Her gün beş vakit namazda ve kırk rekâtta kırk defa okuduğumuz Fatiha’daki “Yalnız Sana kulluk eder ve yalnız Senden yardım dileriz.” anlamındaki âyet-i kerime, yalnız Âlemlerin Rabbine kulluk yaptığımızı ve Allah’tan başkalarına kulluk yapmayacağımızı ifade ederek, sair insanlara karşı mükemmel bir hürriyet içinde olduğumuzu beyan eder. Kuvvetli bir imanın kazandırdığı akla ve zekâya dayanan cesaretin hürriyeti güçlendirdiğini görürüz. “Yani, tezellül etmemek, haksızlara zalimlere zillet göstermemek, mazlûmları da zelil etmemektir. Yani, hürriyet-i şer’iyenin esasları olan, müstebitlere dalkavukluk etmemek ve bîçarelere tahakküm ve tekebbür etmemektir.” (H. Şamiye, s. 96)

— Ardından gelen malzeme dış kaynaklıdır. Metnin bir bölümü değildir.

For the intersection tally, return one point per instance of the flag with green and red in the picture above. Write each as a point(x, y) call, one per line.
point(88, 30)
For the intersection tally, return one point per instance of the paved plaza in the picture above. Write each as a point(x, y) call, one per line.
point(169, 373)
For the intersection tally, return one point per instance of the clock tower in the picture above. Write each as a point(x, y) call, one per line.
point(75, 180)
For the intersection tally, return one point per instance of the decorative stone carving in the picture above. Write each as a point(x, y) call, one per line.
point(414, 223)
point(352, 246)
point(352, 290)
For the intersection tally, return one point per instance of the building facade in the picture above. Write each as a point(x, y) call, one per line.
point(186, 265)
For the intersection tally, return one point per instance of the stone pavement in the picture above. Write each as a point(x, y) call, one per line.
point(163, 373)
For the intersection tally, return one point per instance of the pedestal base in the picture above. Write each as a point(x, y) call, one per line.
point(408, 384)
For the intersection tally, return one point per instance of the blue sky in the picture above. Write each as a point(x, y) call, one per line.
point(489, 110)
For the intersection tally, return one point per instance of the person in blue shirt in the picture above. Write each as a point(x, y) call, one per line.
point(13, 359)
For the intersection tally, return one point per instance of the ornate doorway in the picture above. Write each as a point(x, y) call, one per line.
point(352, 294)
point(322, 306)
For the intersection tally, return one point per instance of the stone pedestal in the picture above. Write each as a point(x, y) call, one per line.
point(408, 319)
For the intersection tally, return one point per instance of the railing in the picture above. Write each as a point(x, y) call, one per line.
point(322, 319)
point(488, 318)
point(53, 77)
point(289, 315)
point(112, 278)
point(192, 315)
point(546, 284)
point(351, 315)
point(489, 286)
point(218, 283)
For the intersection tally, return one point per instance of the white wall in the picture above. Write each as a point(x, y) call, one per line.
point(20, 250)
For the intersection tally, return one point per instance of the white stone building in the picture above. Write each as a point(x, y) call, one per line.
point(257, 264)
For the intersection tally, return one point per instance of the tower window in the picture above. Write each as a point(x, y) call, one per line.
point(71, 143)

İnsanlara karşı hürriyetin Allah’a karşı ubudiyeti (kulluğu) intâç ettiğini, yani netice verdiğini söyleyen Bediüzzaman, ‘Hürriyet, Rahman olan Allah’ın bir hediyesidir. Çünkü o, imanın özelliğidir’ demesine mukabil “Nasıl, hürriyet imanın hassasıdır?” sualine verdiği cevap da harikadır: “Zira, rabıta-i iman ile Sultan-ı Kâinat’a hizmetkâr olan adam, başkasına tezellül ile tenezzül etmeye ve başkasının tahakküm ve istibdadı altına girmeye izzet ve şehâmet-i imaniyesi bırakmadığı gibi, başkasının hürriyet ve hukukuna tecavüz etmeyi dahi, şefkat-i imaniyesi bırakmaz. Evet, bir padişahın doğru bir hizmetkârı, bir çobanın tahakkümüne tezellül etmez, bir bîçareye tahakküme dahi tenezzül etmez. Demek, iman ne kadar mükemmel olursa, o derece hürriyet parlar. İşte, Asr-ı Saadet.” (Münâzarât s. 59)

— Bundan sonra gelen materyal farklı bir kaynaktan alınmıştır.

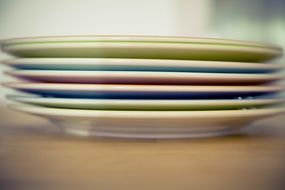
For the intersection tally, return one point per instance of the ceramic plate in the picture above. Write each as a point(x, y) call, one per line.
point(103, 104)
point(109, 64)
point(150, 124)
point(141, 47)
point(103, 91)
point(139, 77)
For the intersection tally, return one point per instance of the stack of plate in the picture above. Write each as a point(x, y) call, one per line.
point(145, 87)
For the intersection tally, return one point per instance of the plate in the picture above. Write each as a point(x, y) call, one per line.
point(144, 77)
point(150, 124)
point(141, 47)
point(115, 104)
point(103, 91)
point(111, 64)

“Muhtaç olduğum ve hayatımda en esaslı düstur olan hürriyetimdir” diyen Bediüzzaman’ın, Mustafa Kemal dâhil dört büyük kumandanlara karşı celâlli ve izzetli tavrı, onun ne kadar hürriyetine düşkün olduğunu gösterir.

Asr-ı Saadette halifenin “Ben Kitap ve Sünnetten ayrılırsam, bana ne yaparsınız?” sualine “Seni şu kılıcımızla doğrulturuz” diyen sahabenin hürriyeti ve onun bu sözüne karşı, Hazret-i Ebubekir’in (ra) memnun olup Allah’a şükretmesi, o zamanda hürriyetin hangi seviyede olduğunun bir göstergesidir.

Sahabe mesleğinin bu zamanda bir cilvesi olan Nur mesleğinde, hürriyet en temel prensiplerdendir ve doğru hürriyet anlayışını yaygınlaştırmak da en önemli bir vazifedir. Vicdan ve din hürriyeti başta olarak, fikir ve ifade hürriyeti ve sair hürriyetler bu vatanda er veya geç en geniş ve kâmil mânâda gerçekleşecek ve muhakkak hayata geçecektir, inşaallah. Ümidimiz ve inancımız budur.

Benzer konuda makaleler:

İlk yorum yapan olun

Makale hakkında düşüncelerinizi paylaşın...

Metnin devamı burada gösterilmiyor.